On y trouve ainsi une exceptionnelle diversité de végétation : 850 espèces végétales ont été recensées sur le massif. Sur le versant sud, on trouve des milieux d’affinité méditerranéenne comme la lande à genêt occidental, la lande à bruyère et à ajonc, la garrigue à thym et les bois de chênes pubescent
Sur le versant nord, une ambiance très océanique marque les végétaux. Sur les versants calcaires, la hêtraie à jacinthe des Pyrénées, dans les ravins encaissés, des forêts de tilleul, frêne, érable et des richesses en fougères, mousses, en lichens et en champignons. En altitude, la végétation est plus rase comme dans les landes à genévrier sabine, les pelouses à laîche toujours vertes. Quelques espèces remarquables du massif : la bartsie en épi, l’orchis fragrans, la renoncule à feuilles de graminée
Même si 27 espèces de mammifères ont été recensées, dont l’isard, le mouflons de Corse et 11 protégées au niveau national (dont 5 espèces de chauves-souris), la réserve naturelle est un refuge pour une avifaune extrêmement riche avec 112 espèces d’oiseaux recensées sur l’ensemble du massif.
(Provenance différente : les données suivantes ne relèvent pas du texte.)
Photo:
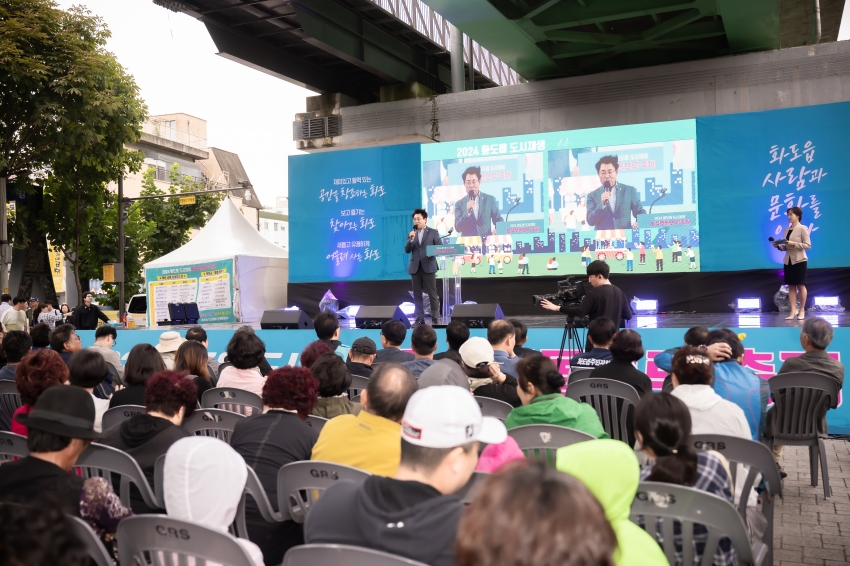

Parmi elles, 90 sont protégées au niveau national : l’accenteur alpin, le grand tétras, le bruant jaune, le pipit des arbres, le pic mar
Les rapaces sont les fleurons du massif : 22 espèces sont présentes régulièrement sur la réserve naturelle, 18 sont nicheuses, dont 7 des 13 les plus menacées en France dont le percnoptère d’Égypte, le vautour fauve, le gypaète barbu, le circaète Jean Le Blanc, le milan royal.